A new study suggests that the relationship between brain shrinkage and memory loss in Alzheimer’s disease changes across the age spectrum. The research is published in Neurology.
“Those who are 85 and older make up the fastest growing population in the world,” says study author Mark Bondi, PhD, with the University of California San Diego School of Medicine and VA San Diego Healthcare System. “Our study shows how age has a dramatic effect on the profile of brain atrophy and cognitive changes evident in Alzheimer’s disease.”
The study involved 105 people with Alzheimer’s disease and 125 people who were free of dementia and recruited through the Alzheimer’s Disease Neuroimaging Initiative. Participants were grouped into those who were between the ages of 60 and 75 and those aged 80 and older. All were given tests that measured language, attention and speed of processing information, executive function, and immediate and delayed ability to recall information.
Participants also underwent brain scans to measure the thickness of the outermost tissue layers in the cerebrum of the brain.
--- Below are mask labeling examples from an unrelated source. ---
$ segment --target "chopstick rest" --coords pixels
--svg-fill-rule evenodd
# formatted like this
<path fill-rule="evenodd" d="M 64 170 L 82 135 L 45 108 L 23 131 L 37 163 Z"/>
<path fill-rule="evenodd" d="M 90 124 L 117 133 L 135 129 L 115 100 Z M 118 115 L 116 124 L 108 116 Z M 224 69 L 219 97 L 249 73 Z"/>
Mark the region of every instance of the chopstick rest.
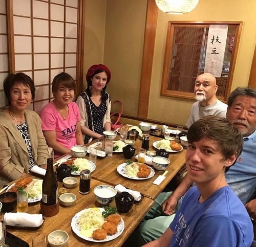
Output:
<path fill-rule="evenodd" d="M 159 185 L 163 181 L 164 178 L 165 178 L 165 175 L 168 172 L 168 171 L 165 171 L 163 175 L 159 175 L 153 182 L 153 184 Z"/>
Even though the two groups had similar levels of overall cognitive impairment, researchers found that the pattern of changes associated with Alzheimer’s disease appeared to be less noticeable in people over the age of 80 (very-old) compared with those between the ages of 69 and 75 (young-old). When compared with their healthy counterparts, executive function, immediate memory, and attention/processing speed were less abnormal in those considered very old compared with those considered young-old. The very-old also showed less severe thinning of portions of cerebral cortex and the overall cerebrum than the young-old, as compared with their healthy counterparts. This is in part because these brain areas decrease in thickness due to age, so there are fewer differences between the healthy very-old brain and the very-old brain with Alzheimer’s disease, Bondi says.